# Don't have old passport?



## SunChaser11 (Jul 6, 2011)

Hi all,

I am a US Citizen applying for the spouse visa. I had my biometrics appointment today and will be sending off my application and supporting documents tomorrow through the Settlement Priority Service!

Quick question: I have had a previous passport, but have no idea where it is (I haven't used it for 7 years)... does anyone know if this will be an issue? I ask because on one of the many lists of documents you should send, it includes old passports.

Any idea?

Thanks so much for the help in advance!


----------



## Joppa (Sep 7, 2009)

SunChaser11 said:


> Hi all,
> 
> I am a US Citizen applying for the spouse visa. I had my biometrics appointment today and will be sending off my application and supporting documents tomorrow through the Settlement Priority Service!
> 
> ...


Unlikely to be a problem if it's that old, but just include a covering letter explaining why you cannot send it.
UKBA normally want to see previous passports for the clue they give to your travel history. So if that passport contained evidence that is relevant, such as when you travelled to UK to meet your spouse/partner, enclose additional evidence for it, such as plane ticket or receipt.


----------



## Passero (Jul 5, 2011)

I'm not sure for other countries but i had issues in Belgium asking for a new passport. I couldn't find my old one anywhere. When i requested a new one, i had to turn in my old one but when i told them i couldn't find it anymore they refused to give me a new passport, even if it was 10 years old. 
I had to go to the police and tell them i have lost my passport. They would write a letter and sign it. With this letter i could request a new passport... 

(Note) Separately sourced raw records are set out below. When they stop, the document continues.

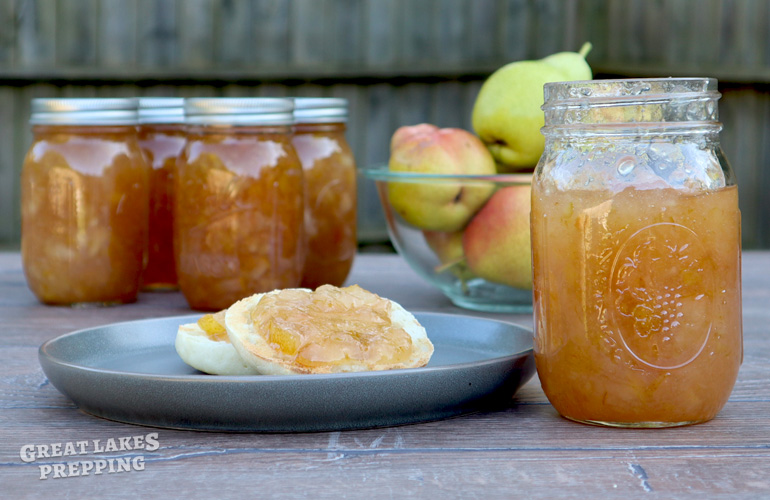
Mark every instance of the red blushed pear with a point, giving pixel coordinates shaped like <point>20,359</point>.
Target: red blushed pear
<point>496,242</point>
<point>438,205</point>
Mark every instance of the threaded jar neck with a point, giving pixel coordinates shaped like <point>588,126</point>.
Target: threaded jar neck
<point>633,107</point>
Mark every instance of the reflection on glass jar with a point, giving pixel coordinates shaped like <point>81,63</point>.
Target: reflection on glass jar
<point>84,194</point>
<point>330,189</point>
<point>162,138</point>
<point>636,254</point>
<point>239,204</point>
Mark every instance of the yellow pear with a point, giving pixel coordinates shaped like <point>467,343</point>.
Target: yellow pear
<point>431,204</point>
<point>507,114</point>
<point>496,242</point>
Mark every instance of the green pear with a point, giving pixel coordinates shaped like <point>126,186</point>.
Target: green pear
<point>507,114</point>
<point>435,205</point>
<point>448,247</point>
<point>496,242</point>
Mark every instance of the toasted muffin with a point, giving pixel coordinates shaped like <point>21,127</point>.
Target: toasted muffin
<point>206,346</point>
<point>329,330</point>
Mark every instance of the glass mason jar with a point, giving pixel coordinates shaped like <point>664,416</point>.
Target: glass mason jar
<point>84,198</point>
<point>162,138</point>
<point>330,189</point>
<point>239,205</point>
<point>636,254</point>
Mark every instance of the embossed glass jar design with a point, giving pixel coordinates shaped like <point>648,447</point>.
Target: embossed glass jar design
<point>636,254</point>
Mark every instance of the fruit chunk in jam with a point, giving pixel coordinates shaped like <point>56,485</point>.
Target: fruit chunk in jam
<point>214,326</point>
<point>331,326</point>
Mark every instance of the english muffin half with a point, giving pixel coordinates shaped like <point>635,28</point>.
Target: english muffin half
<point>329,330</point>
<point>206,346</point>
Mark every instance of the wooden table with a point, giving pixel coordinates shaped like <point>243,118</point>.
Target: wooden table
<point>525,449</point>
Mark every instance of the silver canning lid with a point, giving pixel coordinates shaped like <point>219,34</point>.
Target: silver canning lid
<point>83,111</point>
<point>320,110</point>
<point>239,111</point>
<point>161,110</point>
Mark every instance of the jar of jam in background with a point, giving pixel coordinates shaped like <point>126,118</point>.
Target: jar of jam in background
<point>636,254</point>
<point>330,189</point>
<point>162,138</point>
<point>84,197</point>
<point>239,201</point>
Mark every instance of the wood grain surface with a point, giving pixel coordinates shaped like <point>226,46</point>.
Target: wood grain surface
<point>523,450</point>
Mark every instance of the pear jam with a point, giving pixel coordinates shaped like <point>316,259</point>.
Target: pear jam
<point>214,326</point>
<point>636,254</point>
<point>331,326</point>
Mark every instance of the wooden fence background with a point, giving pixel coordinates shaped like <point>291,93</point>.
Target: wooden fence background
<point>397,61</point>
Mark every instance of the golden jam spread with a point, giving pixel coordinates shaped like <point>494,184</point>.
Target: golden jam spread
<point>330,190</point>
<point>213,326</point>
<point>84,198</point>
<point>331,326</point>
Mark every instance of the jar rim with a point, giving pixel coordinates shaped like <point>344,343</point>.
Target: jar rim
<point>161,110</point>
<point>239,111</point>
<point>320,110</point>
<point>559,93</point>
<point>83,111</point>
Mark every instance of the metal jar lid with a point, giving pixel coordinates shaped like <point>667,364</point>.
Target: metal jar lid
<point>161,110</point>
<point>320,110</point>
<point>239,111</point>
<point>84,111</point>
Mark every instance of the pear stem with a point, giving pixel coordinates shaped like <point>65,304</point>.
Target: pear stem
<point>585,49</point>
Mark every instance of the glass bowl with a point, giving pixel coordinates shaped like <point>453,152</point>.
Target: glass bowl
<point>468,235</point>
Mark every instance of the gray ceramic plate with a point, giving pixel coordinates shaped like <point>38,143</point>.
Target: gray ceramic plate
<point>131,373</point>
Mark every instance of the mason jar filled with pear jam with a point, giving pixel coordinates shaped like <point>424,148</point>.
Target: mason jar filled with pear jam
<point>162,138</point>
<point>636,254</point>
<point>84,201</point>
<point>330,189</point>
<point>239,205</point>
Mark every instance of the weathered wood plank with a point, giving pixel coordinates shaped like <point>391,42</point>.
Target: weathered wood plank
<point>516,25</point>
<point>233,32</point>
<point>158,33</point>
<point>76,34</point>
<point>417,40</point>
<point>196,34</point>
<point>271,27</point>
<point>117,32</point>
<point>484,31</point>
<point>591,18</point>
<point>447,105</point>
<point>547,34</point>
<point>8,34</point>
<point>8,174</point>
<point>36,43</point>
<point>452,38</point>
<point>345,37</point>
<point>381,33</point>
<point>307,33</point>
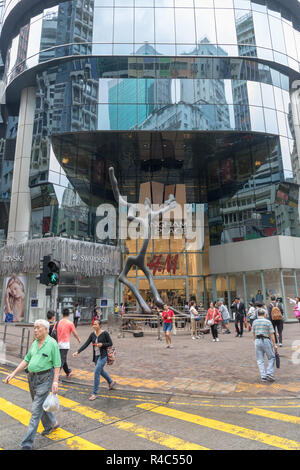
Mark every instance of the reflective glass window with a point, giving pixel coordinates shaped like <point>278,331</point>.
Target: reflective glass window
<point>257,119</point>
<point>205,26</point>
<point>281,124</point>
<point>204,3</point>
<point>103,18</point>
<point>144,3</point>
<point>290,40</point>
<point>144,25</point>
<point>164,3</point>
<point>277,34</point>
<point>245,4</point>
<point>278,99</point>
<point>259,6</point>
<point>185,25</point>
<point>285,154</point>
<point>124,3</point>
<point>123,25</point>
<point>271,121</point>
<point>262,30</point>
<point>184,3</point>
<point>268,96</point>
<point>223,3</point>
<point>164,25</point>
<point>254,94</point>
<point>226,30</point>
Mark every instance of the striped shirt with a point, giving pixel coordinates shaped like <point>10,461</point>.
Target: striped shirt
<point>263,327</point>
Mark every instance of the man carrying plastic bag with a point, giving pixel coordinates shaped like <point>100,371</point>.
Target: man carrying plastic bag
<point>43,365</point>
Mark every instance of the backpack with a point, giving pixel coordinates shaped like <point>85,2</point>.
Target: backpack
<point>276,313</point>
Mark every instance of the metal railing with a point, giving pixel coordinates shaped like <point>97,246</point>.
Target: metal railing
<point>15,345</point>
<point>152,324</point>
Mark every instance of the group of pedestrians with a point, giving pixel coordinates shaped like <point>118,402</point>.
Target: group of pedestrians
<point>45,359</point>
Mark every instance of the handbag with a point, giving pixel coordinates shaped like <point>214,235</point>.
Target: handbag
<point>297,312</point>
<point>51,404</point>
<point>111,355</point>
<point>211,322</point>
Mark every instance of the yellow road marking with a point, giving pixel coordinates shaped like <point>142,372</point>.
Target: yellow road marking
<point>274,415</point>
<point>239,431</point>
<point>23,416</point>
<point>152,435</point>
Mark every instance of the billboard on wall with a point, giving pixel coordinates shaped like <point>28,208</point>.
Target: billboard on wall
<point>14,298</point>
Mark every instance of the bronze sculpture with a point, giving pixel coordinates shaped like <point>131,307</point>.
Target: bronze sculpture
<point>139,260</point>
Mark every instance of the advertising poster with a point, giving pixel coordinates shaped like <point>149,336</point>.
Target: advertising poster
<point>14,298</point>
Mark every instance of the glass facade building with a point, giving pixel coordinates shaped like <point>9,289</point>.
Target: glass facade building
<point>196,98</point>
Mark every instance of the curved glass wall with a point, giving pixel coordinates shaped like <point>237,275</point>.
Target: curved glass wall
<point>160,28</point>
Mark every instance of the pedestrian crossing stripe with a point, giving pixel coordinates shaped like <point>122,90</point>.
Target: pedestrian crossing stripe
<point>274,415</point>
<point>70,440</point>
<point>239,431</point>
<point>161,438</point>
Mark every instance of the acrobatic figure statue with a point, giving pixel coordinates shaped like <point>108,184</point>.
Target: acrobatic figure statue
<point>139,260</point>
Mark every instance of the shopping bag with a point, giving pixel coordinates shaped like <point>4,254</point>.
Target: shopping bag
<point>51,404</point>
<point>277,360</point>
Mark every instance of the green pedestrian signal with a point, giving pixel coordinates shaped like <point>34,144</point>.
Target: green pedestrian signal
<point>49,271</point>
<point>53,274</point>
<point>53,279</point>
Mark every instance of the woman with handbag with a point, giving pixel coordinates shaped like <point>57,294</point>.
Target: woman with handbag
<point>100,340</point>
<point>212,319</point>
<point>296,302</point>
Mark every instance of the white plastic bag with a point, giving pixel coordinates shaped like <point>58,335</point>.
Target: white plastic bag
<point>51,404</point>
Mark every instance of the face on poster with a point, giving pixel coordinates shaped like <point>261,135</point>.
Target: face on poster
<point>14,298</point>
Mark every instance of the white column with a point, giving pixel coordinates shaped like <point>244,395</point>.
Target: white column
<point>20,204</point>
<point>295,102</point>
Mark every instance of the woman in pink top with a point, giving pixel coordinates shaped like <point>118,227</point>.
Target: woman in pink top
<point>212,319</point>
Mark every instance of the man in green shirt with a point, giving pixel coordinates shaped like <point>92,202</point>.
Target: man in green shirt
<point>43,364</point>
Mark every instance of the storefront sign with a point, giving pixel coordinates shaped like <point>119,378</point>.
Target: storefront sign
<point>89,259</point>
<point>162,264</point>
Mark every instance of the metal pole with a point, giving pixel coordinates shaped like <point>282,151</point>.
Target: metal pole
<point>245,290</point>
<point>283,293</point>
<point>263,287</point>
<point>22,342</point>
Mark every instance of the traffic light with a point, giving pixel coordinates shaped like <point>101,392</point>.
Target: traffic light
<point>53,271</point>
<point>49,271</point>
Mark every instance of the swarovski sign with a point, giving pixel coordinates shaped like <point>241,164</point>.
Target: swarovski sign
<point>89,259</point>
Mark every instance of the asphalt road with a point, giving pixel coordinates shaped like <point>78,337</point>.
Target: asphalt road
<point>132,420</point>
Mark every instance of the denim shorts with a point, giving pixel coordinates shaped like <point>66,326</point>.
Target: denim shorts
<point>167,327</point>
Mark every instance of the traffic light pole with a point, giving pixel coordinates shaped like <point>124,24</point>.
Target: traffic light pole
<point>53,300</point>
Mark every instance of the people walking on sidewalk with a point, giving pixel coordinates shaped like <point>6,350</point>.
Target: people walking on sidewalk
<point>43,365</point>
<point>168,318</point>
<point>225,316</point>
<point>97,315</point>
<point>239,310</point>
<point>76,315</point>
<point>296,303</point>
<point>263,334</point>
<point>100,340</point>
<point>51,317</point>
<point>64,330</point>
<point>276,315</point>
<point>252,313</point>
<point>212,319</point>
<point>193,316</point>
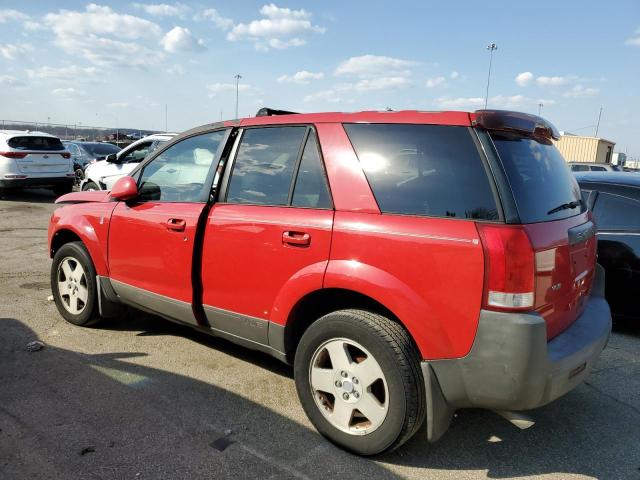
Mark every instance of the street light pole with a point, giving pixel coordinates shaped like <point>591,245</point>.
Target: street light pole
<point>237,77</point>
<point>598,124</point>
<point>491,47</point>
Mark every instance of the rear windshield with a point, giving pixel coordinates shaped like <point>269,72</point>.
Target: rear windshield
<point>430,170</point>
<point>543,186</point>
<point>35,143</point>
<point>101,149</point>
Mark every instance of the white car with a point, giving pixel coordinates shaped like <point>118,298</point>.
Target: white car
<point>103,174</point>
<point>34,159</point>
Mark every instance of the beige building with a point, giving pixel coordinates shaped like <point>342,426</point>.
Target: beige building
<point>575,148</point>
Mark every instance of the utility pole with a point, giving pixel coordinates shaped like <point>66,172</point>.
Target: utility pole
<point>598,124</point>
<point>491,47</point>
<point>237,77</point>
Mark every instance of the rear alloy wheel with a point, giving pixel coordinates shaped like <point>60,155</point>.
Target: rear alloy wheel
<point>359,380</point>
<point>90,187</point>
<point>73,284</point>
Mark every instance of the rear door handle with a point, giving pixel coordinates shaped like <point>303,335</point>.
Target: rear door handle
<point>299,239</point>
<point>176,224</point>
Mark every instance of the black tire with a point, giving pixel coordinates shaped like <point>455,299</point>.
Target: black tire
<point>90,186</point>
<point>90,314</point>
<point>399,361</point>
<point>63,189</point>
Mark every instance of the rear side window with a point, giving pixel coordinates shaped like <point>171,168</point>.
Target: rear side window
<point>35,143</point>
<point>264,166</point>
<point>615,212</point>
<point>430,170</point>
<point>311,185</point>
<point>543,186</point>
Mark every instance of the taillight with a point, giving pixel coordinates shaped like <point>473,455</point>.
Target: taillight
<point>13,154</point>
<point>509,282</point>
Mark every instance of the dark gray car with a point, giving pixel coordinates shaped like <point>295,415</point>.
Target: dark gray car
<point>84,153</point>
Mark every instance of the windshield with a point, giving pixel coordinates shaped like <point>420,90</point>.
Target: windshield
<point>101,149</point>
<point>542,184</point>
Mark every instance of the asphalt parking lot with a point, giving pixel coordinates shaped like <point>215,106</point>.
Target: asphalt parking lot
<point>139,397</point>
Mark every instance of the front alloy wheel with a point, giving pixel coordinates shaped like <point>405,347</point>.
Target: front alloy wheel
<point>72,285</point>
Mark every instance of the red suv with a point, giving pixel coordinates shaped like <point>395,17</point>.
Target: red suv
<point>406,263</point>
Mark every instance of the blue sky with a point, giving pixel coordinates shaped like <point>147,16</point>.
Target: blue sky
<point>119,63</point>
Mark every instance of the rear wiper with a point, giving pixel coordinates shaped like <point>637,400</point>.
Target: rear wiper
<point>565,206</point>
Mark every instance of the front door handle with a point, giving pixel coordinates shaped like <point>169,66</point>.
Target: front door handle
<point>176,224</point>
<point>299,239</point>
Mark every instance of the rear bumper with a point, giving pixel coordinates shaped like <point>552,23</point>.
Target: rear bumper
<point>511,366</point>
<point>36,182</point>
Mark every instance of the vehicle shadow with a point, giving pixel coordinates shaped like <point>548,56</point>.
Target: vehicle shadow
<point>65,414</point>
<point>151,325</point>
<point>577,434</point>
<point>33,195</point>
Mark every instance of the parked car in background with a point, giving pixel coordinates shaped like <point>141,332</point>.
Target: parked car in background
<point>85,153</point>
<point>406,263</point>
<point>614,199</point>
<point>594,167</point>
<point>102,174</point>
<point>34,159</point>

I expect this only be the case in Belgium so you might not need to worry


----------



## Guest (Jul 6, 2011)

Joppa's advice is spot-on. I didn't have one of my passports and so wrote an explanation. It worked, I've been home for over three weeks


----------



## SunChaser11 (Jul 6, 2011)

*Thanks!*

Great, thank you all for getting back to me so quickly!

I sent out my app & docs today, so fingers crossed!

Thanks again.


----------



## vivkiik (Oct 6, 2010)

I have a similar predicament. I am a US citizen and will be applying for a spousal visa soon. I am fairly sure that I have had 2 previous passports (over the past 10 years) but I do not remember what has happened to them (whether or not I reported them lost or stolen or they expired). Does anyone have any advice on what to do in my situation? I know this situation sounds strange but I have had a passport since I was very little and I have not always been very careful with them. 

Also, in part 1 there is a question about other nationalities - I know I had an Nigerian passport my mother got for me when I was a baby but it expired a long time ago and frankly, I have no idea what happened to it. Does anyone have any advice on what I should do?


----------



## Joppa (Sep 7, 2009)

vivkiik said:


> I have a similar predicament. I am a US citizen and will be applying for a spousal visa soon. I am fairly sure that I have had 2 previous passports (over the past 10 years) but I do not remember what has happened to them (whether or not I reported them lost or stolen or they expired). Does anyone have any advice on what to do in my situation? I know this situation sounds strange but I have had a passport since I was very little and I have not always been very careful with them.
> 
> Also, in part 1 there is a question about other nationalities - I know I had an Nigerian passport my mother got for me when I was a baby but it expired a long time ago and frankly, I have no idea what happened to it. Does anyone have any advice on what I should do?


If you cannot find your previous US passports, do as we have suggested and enclose an explanatory note. As for your Nigerian passport, you should declare it and then say you have lost it, with explanation.


----------



## vivkiik (Oct 6, 2010)

Thanks Joppa. I was just wondering with both (US and Nigerian) previous passports missing, I did not know if an explanation would suffice. I am just worried that my situation looks suspicious.


----------



## Johanna (Apr 13, 2009)

vivkiik said:


> Thanks Joppa. I was just wondering with both (US and Nigerian) previous passports missing, I did not know if an explanation would suffice. I am just worried that my situation looks suspicious.


I would agree, questions may be asked how both got lost.
???


----------